2.  Erro Diagnóstico

            O diagnóstico é a área mais complexa de decisão médica, pois depende da análise de um grande número de informações das mais variadas fontes e diferentes naturezas, como também envolve raciocínio simultâneo de processos lógicos e probabilísticos.

            O diagnóstico precede ao tratamento, fornece dados para escolha do fármaco que melhor se adapta às características clínicas do paciente e estabelece os fundamentos para o planejamento terapêutico. Erros diagnósticos são as causas mais freqüentes do insucesso terapêutico e iatrogenia medicamentosa.

            Alguns fatores que dificultam a obtenção  de um diagnóstico clínico fidedigno podem ser encontrados na identificação deficiente da fase evolutiva da doença, nos cavalgamentos sindrômicos  com outras condições médicas associadas, na presença de estressores psicossociais, e no modo do paciente reagir a sua enfermidade (componente subjetivo).

            É compreensível que,  premido pelo desconforto produzido pelos sintomas e pela condição de enfermo, o paciente esteja ansioso por uma solução rápida para o seu problema de doença.
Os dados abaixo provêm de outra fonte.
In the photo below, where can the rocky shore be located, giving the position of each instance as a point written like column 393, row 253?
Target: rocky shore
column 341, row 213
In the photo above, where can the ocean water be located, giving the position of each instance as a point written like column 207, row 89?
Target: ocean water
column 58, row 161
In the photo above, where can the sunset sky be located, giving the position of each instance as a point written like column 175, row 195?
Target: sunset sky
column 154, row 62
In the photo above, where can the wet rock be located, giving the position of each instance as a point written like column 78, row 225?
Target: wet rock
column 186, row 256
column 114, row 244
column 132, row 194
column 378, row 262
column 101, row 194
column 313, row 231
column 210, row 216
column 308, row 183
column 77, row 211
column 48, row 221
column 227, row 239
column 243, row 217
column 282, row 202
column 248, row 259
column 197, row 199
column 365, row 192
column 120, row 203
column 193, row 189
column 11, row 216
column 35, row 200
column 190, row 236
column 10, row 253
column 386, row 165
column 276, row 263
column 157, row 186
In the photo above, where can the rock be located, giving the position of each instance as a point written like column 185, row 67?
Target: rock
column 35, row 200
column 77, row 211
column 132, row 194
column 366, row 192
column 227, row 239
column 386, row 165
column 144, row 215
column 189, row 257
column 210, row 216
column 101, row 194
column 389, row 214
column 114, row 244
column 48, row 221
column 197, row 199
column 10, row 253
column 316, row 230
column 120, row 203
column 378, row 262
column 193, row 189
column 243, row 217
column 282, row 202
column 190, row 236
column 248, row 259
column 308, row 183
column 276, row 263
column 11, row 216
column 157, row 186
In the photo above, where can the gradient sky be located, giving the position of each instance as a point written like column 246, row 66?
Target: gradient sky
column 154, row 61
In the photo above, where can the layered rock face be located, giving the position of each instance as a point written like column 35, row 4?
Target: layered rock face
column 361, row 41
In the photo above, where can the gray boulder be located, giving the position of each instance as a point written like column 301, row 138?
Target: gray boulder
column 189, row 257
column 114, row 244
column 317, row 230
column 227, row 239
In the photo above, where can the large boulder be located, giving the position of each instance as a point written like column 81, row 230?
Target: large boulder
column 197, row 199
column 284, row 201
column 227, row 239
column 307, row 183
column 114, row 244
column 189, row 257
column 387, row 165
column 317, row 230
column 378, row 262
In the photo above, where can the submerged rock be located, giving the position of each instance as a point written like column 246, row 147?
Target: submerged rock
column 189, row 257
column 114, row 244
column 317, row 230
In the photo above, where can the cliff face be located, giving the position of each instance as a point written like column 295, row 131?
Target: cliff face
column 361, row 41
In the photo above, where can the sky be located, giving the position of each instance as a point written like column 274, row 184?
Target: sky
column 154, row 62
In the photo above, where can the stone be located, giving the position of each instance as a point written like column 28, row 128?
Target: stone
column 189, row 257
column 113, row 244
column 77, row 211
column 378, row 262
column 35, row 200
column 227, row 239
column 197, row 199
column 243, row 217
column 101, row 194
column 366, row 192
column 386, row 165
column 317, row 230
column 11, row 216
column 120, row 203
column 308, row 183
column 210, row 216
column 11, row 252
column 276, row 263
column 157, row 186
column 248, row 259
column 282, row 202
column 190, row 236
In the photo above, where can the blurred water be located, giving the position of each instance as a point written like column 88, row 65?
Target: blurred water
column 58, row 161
É necessário muita prudência; o médico deve evitar promessas ou afirmações prematuras sobre o diagnóstico, ao mesmo tempo em que deve fazer o paciente participar das etapas de investigação e planejamento terapêutico.

 

3. Doses ou Duração Inadequadas

            O estabelecimento de doses terapêuticas de um determinado fármaco a partir dos ensaios clínicos, constitui, na maioria das vezes, uma faixa segura em relação à eficácia e a ocorrência de efeitos indesejáveis. É importante destacar, como afirmou Zanini e Oga (1985) que, “a potência do medicamento não é fundamentada unicamente na quantidade do princípio ativo presente em dada formulação”. Segundo estes autores, muitos fatores biofarmacêuticos como: a) forma e estado físico do princípio ativo; b) tipos dos excipientes utilizados; c) processos empregados em sua fabricação e d) formulação empregada, podem produzir variações na resposta terapêutica. Por outro lado, existem fatores que dizem respeito aos pacientes como: a) doença associada; b) características metabólicas; c) hábitos dietéticos; d) nível de adesão ao tratamento, que também interferem na resposta ao medicamento.
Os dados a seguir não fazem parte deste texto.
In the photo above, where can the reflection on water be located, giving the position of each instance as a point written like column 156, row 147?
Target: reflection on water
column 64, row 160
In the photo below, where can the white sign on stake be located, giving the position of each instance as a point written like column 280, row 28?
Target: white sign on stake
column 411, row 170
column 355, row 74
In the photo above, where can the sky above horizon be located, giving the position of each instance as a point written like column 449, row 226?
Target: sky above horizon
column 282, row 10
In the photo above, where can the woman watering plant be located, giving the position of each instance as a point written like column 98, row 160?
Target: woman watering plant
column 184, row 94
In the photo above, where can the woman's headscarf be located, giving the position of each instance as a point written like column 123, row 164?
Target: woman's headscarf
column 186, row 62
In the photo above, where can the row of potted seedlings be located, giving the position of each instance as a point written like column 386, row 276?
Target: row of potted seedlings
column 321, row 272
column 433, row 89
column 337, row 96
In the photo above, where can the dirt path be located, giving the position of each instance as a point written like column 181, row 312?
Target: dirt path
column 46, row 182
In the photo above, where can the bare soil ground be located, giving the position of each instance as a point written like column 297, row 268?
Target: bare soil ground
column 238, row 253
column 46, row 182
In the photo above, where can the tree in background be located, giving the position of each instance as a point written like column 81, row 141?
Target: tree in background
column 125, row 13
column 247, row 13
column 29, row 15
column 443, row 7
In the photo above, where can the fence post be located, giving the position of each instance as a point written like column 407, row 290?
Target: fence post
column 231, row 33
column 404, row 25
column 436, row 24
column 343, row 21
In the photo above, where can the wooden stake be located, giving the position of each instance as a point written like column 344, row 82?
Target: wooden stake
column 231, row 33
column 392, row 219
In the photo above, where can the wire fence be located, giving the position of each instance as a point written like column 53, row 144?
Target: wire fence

            Doses insuficientes podem ser tão iatrogênicas quanto as superdosagens. Este fato é demonstrado em vários estudos ( Kotin e col. 1973; Remick e col. 1986; Schaartzberj e col. 1986; Maciel e col. 1978) que confirmam, por exemplo, a relação entre tratamentos utilizando doses insuficientes de antidepressivos e o surgimento de depressão refratária (Sougey, 1988). No que tange ao uso irracional de antibióticos é amplamente demonstrado sua relação com o aparecimento de resistência bacteriana (Sansonetti, 1982). Manutenção irregular por tempo insuficiente ou excessivo pode provocar efeitos graves em tratamentos de enfermidades crônicas como osteoporose (Gil-Antuñano, 1993), câncer (Ramirez, 1984), hipertensão arterial (Queiroz, 1985) e muitas outras.
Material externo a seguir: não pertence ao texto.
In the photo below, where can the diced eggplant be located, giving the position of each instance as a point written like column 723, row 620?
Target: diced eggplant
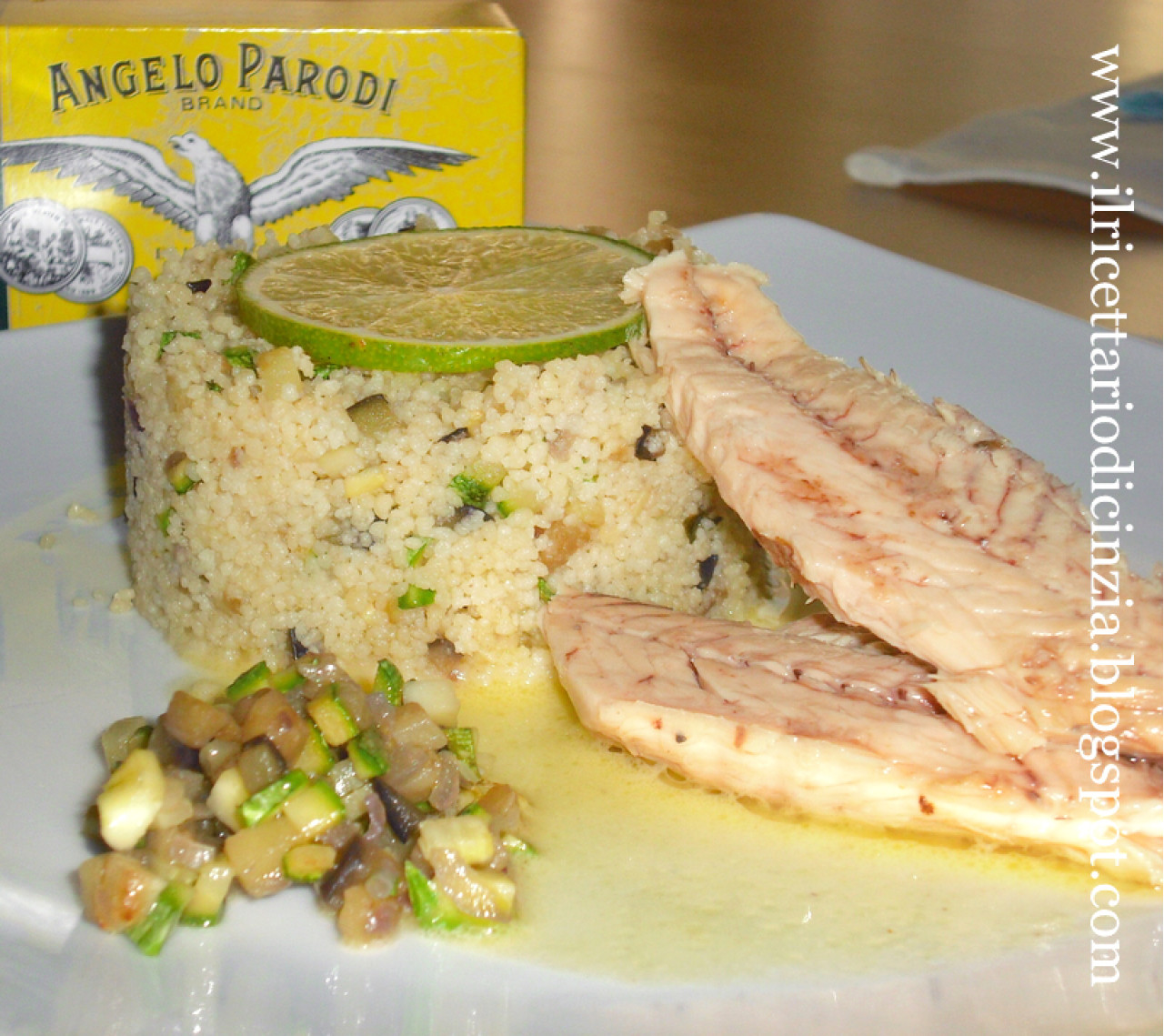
column 403, row 818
            Em síntese pode-se afirmar que para todas as classes de medicamentos, doses e manutenção inadequadas significam dano ao paciente e portanto indução de efeito iatrogênico.

 

4. Efeitos indesejáveis, sobretudo os inesperados

            Diversos estudos hospitalares demonstraram que entre 5 e 6% das internações ocorrem por conseqüência de efeitos indesejáveis e que, entre os pacientes hospitalizados, 10 a 20% sofreram alguma reação adversa. De um modo geral estima-se que cerca de 40% dos pacientes experimentaram efeitos indesejáveis produzidos por medicamentos (Davies, 1985).

            Nem sempre é consensual uma classificação dos principais efeitos indesejáveis dos medicamentos. Existe uma multiplicidade de termos, freqüentemente mal utilizados que podem dar margem à confusão. Uma classificação descrita por Cappela e Laporte (1989) nos parece útil pois facilita a compreensão dos principais mecanismos pelos quais eles ocorrem:

a)  Superdosagem relativa, quando um fármaco é administrado em doses habituais mas apesar disso suas concentrações são superiores às habituais.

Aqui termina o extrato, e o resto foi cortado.